La función discurrió sobre ruedas, a pesar de que el público tenía la costumbre de guardar una solemne compostura durante las escenas cómicas y reír a mandíbula batiente tras las peroratas más serias. Sentada en la primera fila, Mary Lamb parecía encantada con las personificaciones. Disfrutó mucho con la actuación de Benjamin Milton en el papel de Tisbe y se mondó de risa cuando entonó su lamento sobre el cadáver de Píramo:

¡… esa nariz de cereza,

esas mejillas de amarillenta retama

se han ido, se han ido!

¡Gemid, amantes!

¡Sus ojos eran verdes como los puerros!

Mary sólo mostró inquietud cuando su hermano se adelantó en el papel de Oberón y comenzó a recitar el discurso final:

Nosotros iremos a nuestro más noble lecho nupcial,

el cual bendeciremos;

y la familia procreada

será siempre venturosa.

Mary suspiró ruidosamente cuando su hermano recitó: «…se tendrán fidelidad de amor» y, de repente, se inclinó como si fuera a rezar. Sus brazos colgaron a los lados del cuerpo. Tiempo después, Tom Coates comentó que «murió del mismo modo silencioso como había vivido». Dictaminaron que su muerte se había debido a un «trastorno arterial».

***

William Ireland no abandonó el mundo de las letras. Publicó más de sesenta y siete obras, entre las que se incluyen Baladas a modo de los antiguos y El genio abandonado, poema que ilustra el destino inoportuno y desafortunado de muchos poetas británicos y que contiene imitaciones de sus diversos estilos.
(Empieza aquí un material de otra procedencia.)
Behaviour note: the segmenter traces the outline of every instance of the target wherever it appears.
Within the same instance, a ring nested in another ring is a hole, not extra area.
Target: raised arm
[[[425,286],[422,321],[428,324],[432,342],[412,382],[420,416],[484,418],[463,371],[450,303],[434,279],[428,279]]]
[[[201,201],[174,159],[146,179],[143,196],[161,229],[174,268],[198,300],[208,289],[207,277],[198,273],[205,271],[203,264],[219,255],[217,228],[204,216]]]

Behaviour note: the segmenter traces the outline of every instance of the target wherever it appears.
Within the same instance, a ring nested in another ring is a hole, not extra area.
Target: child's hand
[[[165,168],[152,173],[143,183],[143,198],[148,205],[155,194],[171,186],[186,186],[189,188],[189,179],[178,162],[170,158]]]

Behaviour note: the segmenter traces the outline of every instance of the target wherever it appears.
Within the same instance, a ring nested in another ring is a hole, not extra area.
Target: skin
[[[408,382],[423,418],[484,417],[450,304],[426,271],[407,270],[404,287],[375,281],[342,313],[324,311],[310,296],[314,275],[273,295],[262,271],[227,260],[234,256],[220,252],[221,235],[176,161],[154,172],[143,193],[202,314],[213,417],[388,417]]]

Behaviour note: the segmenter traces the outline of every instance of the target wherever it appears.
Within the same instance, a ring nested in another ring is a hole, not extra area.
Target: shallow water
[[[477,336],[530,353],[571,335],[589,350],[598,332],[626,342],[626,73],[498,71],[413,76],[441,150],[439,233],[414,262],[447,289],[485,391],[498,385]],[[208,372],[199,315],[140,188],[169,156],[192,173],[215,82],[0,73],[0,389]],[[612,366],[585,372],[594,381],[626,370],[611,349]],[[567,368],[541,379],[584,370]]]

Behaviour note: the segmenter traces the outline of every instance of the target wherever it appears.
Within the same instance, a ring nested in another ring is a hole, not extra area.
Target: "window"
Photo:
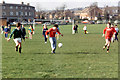
[[[16,12],[16,16],[18,16],[19,15],[19,13],[18,12]]]
[[[10,6],[10,9],[13,9],[13,6]]]
[[[27,7],[25,7],[25,9],[27,9]]]
[[[25,16],[27,16],[27,12],[25,12]]]
[[[29,10],[30,10],[30,7],[29,7]]]
[[[5,9],[5,6],[2,6],[3,9]]]
[[[2,15],[5,16],[5,15],[6,15],[6,12],[3,12]]]
[[[18,9],[18,6],[16,6],[16,9]]]
[[[23,12],[21,12],[21,16],[23,15]]]
[[[12,15],[13,15],[13,12],[10,12],[10,15],[12,16]]]
[[[29,12],[29,16],[31,16],[31,12]]]

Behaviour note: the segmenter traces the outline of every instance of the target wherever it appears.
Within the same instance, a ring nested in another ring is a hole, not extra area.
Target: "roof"
[[[83,10],[81,11],[81,13],[88,13],[88,12],[90,12],[91,10],[93,10],[93,9],[95,9],[95,8],[101,10],[101,9],[98,8],[98,7],[91,6],[91,7],[86,7],[85,9],[83,9]],[[102,11],[102,10],[101,10],[101,11]]]

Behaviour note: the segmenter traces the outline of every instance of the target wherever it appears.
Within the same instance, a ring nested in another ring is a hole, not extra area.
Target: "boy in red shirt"
[[[55,38],[56,32],[57,32],[59,35],[63,36],[63,35],[59,32],[59,30],[57,29],[57,27],[58,27],[58,25],[55,24],[55,25],[53,26],[53,28],[50,28],[49,30],[47,30],[47,31],[45,32],[46,38],[48,38],[48,35],[47,35],[47,34],[49,33],[49,41],[50,41],[50,43],[51,43],[52,53],[55,53],[55,50],[56,50],[56,38]]]
[[[109,53],[111,38],[114,33],[116,33],[116,30],[114,28],[111,28],[111,23],[108,23],[107,27],[103,30],[103,37],[105,36],[106,40],[105,46],[103,46],[103,50],[107,47],[107,53]]]

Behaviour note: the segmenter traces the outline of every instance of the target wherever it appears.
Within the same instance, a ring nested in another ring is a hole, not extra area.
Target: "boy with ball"
[[[49,33],[49,41],[51,43],[51,48],[52,48],[52,53],[55,53],[55,50],[56,50],[56,37],[55,37],[55,34],[56,32],[63,36],[59,30],[57,29],[58,27],[58,24],[55,24],[52,28],[50,28],[49,30],[46,31],[45,35],[46,35],[46,38],[48,38],[48,33]]]

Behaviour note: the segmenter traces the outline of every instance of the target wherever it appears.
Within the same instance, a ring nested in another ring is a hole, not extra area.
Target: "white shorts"
[[[21,38],[15,38],[15,39],[13,39],[13,40],[14,40],[16,46],[17,46],[19,43],[21,43]]]

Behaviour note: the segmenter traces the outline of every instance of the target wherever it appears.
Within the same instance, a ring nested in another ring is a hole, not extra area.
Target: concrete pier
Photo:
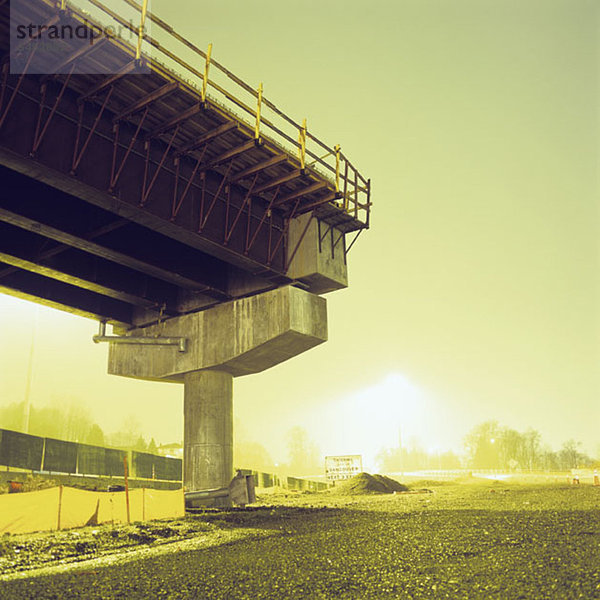
[[[233,477],[233,376],[184,376],[183,481],[188,490],[225,487]]]
[[[186,338],[186,352],[111,343],[108,372],[183,383],[184,486],[187,491],[227,487],[234,466],[233,378],[259,373],[326,341],[327,304],[288,286],[126,335]]]

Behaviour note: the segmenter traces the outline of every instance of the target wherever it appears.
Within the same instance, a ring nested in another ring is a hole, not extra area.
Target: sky
[[[275,460],[306,427],[368,460],[459,451],[488,419],[600,444],[599,4],[153,0],[372,180],[372,227],[327,295],[329,341],[234,382]],[[201,65],[202,66],[202,65]],[[36,317],[37,314],[37,317]],[[34,327],[34,323],[37,325]],[[76,402],[182,438],[183,389],[106,375],[97,325],[0,296],[0,404]]]

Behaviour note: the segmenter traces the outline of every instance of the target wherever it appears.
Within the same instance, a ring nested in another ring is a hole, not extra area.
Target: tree
[[[20,431],[23,425],[25,402],[13,402],[0,409],[0,423],[4,429]]]
[[[138,437],[135,445],[133,446],[133,449],[137,450],[138,452],[146,452],[148,450],[148,444],[146,444],[144,436],[140,435]]]
[[[304,427],[292,427],[287,434],[289,469],[297,475],[310,475],[323,470],[319,450],[309,439]]]
[[[538,464],[541,435],[535,429],[528,429],[523,434],[525,464],[533,471]]]
[[[104,431],[102,431],[100,425],[94,423],[90,427],[85,442],[92,446],[104,446]]]
[[[142,437],[142,427],[133,414],[128,415],[123,421],[119,431],[108,436],[108,443],[117,448],[134,448]],[[145,447],[145,445],[144,445]]]
[[[474,427],[465,437],[469,463],[475,469],[501,468],[502,430],[496,421]]]
[[[21,431],[23,425],[23,402],[0,408],[0,423],[5,429]],[[88,412],[76,404],[31,407],[29,432],[31,435],[55,438],[71,442],[85,442],[95,423]]]
[[[460,458],[452,451],[444,452],[439,455],[439,468],[447,471],[453,471],[461,468]]]
[[[559,471],[560,459],[557,452],[552,452],[549,446],[544,446],[538,456],[538,468],[543,471]]]
[[[258,442],[243,441],[233,446],[233,462],[236,468],[271,472],[275,464],[266,448]]]
[[[150,443],[148,444],[148,452],[150,454],[156,454],[158,452],[158,447],[156,446],[156,442],[154,441],[154,438],[152,438],[150,440]]]
[[[376,462],[382,473],[453,470],[461,467],[460,459],[454,452],[425,452],[416,440],[409,448],[384,448],[377,455]]]
[[[502,468],[514,471],[523,466],[523,436],[518,431],[509,428],[503,429],[499,435]]]
[[[579,467],[579,446],[575,440],[567,440],[560,449],[559,460],[563,469],[577,469]]]

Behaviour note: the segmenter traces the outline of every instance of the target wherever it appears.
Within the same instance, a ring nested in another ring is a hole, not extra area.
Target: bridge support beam
[[[184,384],[184,486],[199,491],[226,487],[233,475],[233,378],[326,341],[327,305],[288,286],[124,333],[187,340],[185,352],[110,343],[108,372]]]

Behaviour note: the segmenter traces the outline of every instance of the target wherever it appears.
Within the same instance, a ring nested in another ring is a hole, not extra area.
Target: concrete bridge
[[[0,53],[0,291],[182,382],[184,484],[226,485],[233,377],[327,339],[370,181],[145,1],[0,0]]]

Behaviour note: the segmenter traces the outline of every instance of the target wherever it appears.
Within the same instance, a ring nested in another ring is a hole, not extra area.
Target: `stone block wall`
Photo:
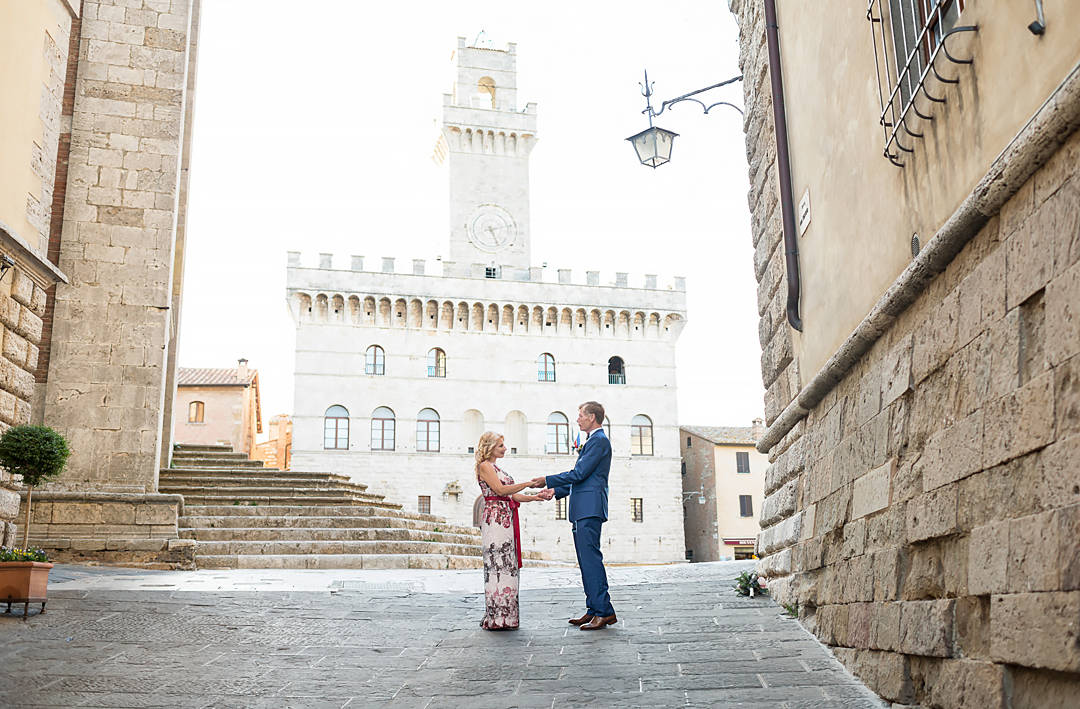
[[[44,420],[58,488],[154,492],[186,151],[191,0],[85,0]]]
[[[45,289],[22,268],[0,280],[0,433],[30,423],[34,370],[41,341]],[[10,473],[0,469],[0,544],[16,544],[19,493]],[[17,543],[22,544],[21,538]]]
[[[764,18],[731,6],[772,424],[802,383],[770,243]],[[1039,162],[769,451],[773,594],[894,702],[1080,696],[1080,133]]]
[[[687,443],[690,445],[687,445]],[[683,539],[693,554],[687,561],[718,561],[720,542],[716,522],[716,446],[689,431],[679,430],[682,452]],[[705,503],[698,502],[704,490]]]

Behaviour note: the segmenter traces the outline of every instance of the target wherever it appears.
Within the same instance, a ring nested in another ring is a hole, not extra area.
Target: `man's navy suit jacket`
[[[577,465],[573,470],[558,475],[548,475],[547,486],[555,491],[555,498],[570,496],[567,518],[577,522],[586,517],[599,517],[607,521],[608,473],[611,472],[611,441],[604,429],[589,434],[581,447]]]

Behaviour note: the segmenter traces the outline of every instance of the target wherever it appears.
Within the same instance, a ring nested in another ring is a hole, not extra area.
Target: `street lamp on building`
[[[719,84],[713,84],[712,86],[706,86],[703,89],[697,91],[691,91],[690,93],[683,94],[682,96],[676,96],[673,99],[669,99],[660,104],[660,110],[655,110],[652,107],[652,95],[653,85],[649,83],[649,72],[645,72],[645,83],[641,84],[641,95],[645,97],[645,110],[642,111],[649,117],[649,127],[640,133],[630,136],[627,140],[634,146],[635,152],[637,152],[638,160],[642,165],[648,165],[652,168],[657,168],[664,163],[671,160],[671,149],[675,145],[675,138],[678,137],[678,133],[653,125],[653,118],[656,118],[664,112],[668,106],[679,103],[680,101],[693,101],[701,106],[707,114],[710,110],[717,106],[730,106],[742,115],[742,109],[733,103],[727,101],[716,101],[711,104],[706,104],[704,101],[694,98],[698,94],[711,91],[712,89],[718,89],[721,86],[727,86],[736,81],[741,81],[742,75],[721,81]]]

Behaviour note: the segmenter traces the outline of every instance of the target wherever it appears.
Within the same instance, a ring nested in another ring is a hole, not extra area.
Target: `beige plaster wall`
[[[255,440],[250,387],[177,387],[173,442],[207,445],[226,443],[239,453],[250,453]],[[188,422],[188,406],[204,404],[203,423]]]
[[[738,469],[735,463],[737,452],[748,454],[749,473],[735,472]],[[734,558],[734,547],[725,548],[724,538],[753,539],[761,531],[758,518],[765,496],[765,469],[769,467],[769,458],[753,446],[716,446],[713,455],[716,460],[716,530],[720,558]],[[739,516],[739,495],[751,496],[754,505],[751,516]]]
[[[0,0],[0,18],[0,222],[44,254],[70,6]]]
[[[880,104],[866,3],[777,2],[787,100],[792,190],[809,189],[811,222],[799,237],[804,331],[794,334],[804,378],[836,351],[911,259],[982,178],[1046,97],[1080,61],[1080,3],[1046,0],[1047,30],[1026,29],[1032,3],[968,0],[939,61],[954,86],[934,106],[926,138],[897,168],[882,156]],[[836,32],[832,28],[843,27]],[[798,31],[794,31],[797,28]],[[822,41],[823,36],[829,41]],[[838,101],[838,92],[845,100]]]

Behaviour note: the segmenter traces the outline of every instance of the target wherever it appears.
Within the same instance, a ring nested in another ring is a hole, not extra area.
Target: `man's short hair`
[[[587,414],[592,414],[592,417],[596,420],[596,423],[600,426],[604,425],[604,405],[598,401],[586,401],[584,404],[578,407]]]

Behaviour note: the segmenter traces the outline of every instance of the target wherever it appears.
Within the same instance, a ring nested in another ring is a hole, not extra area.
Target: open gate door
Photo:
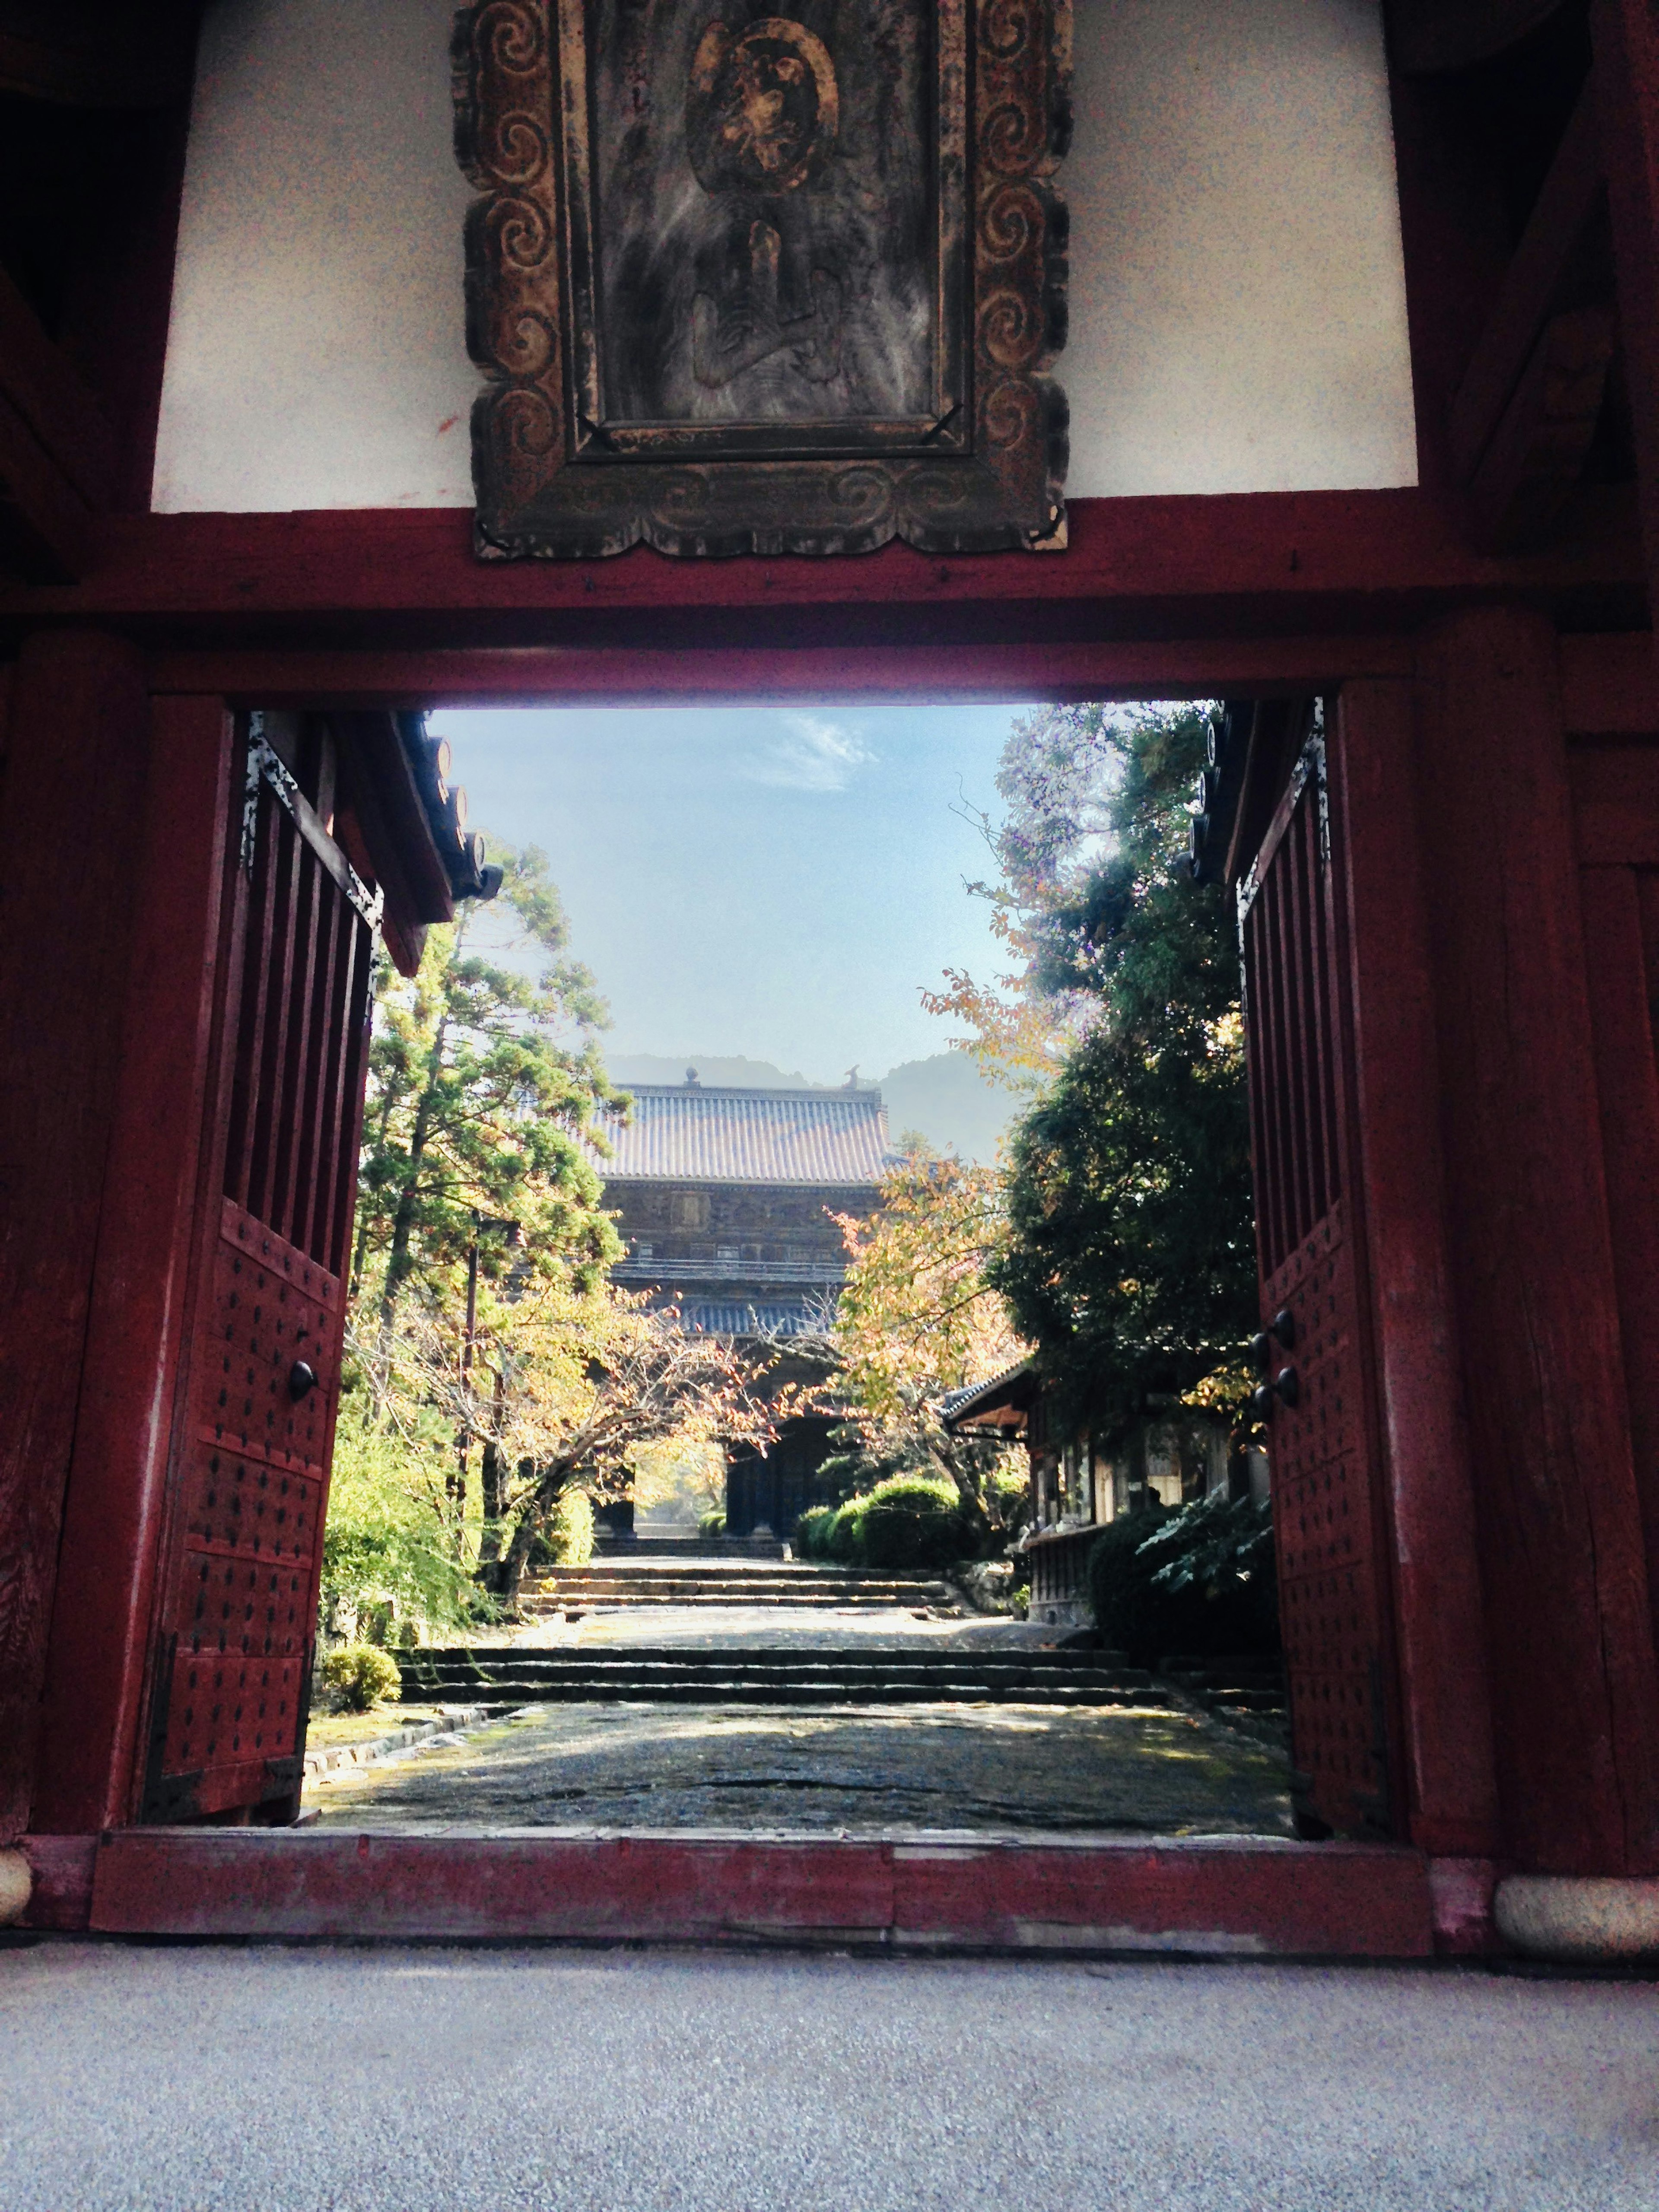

También abrió una biblioteca de pago en Kennington. Entre los libros que envió a los suscriptores figuraba Cuentos de Shakespeare, de Charles y Mary Lamb. Jamás volvió a aludir a su aventura shakespeariana, aunque cada año, con motivo del aniversario de la muerte de Mary Lamb, depositaba un ramo de flores rojas junto a su tumba de Saint Andrew's, en Holborn. Charles Lamb envejeció al servicio de la East India House, junto a Tom Coates y Benjamin Milton, y fue enterrado en el mismo cementerio que su hermana.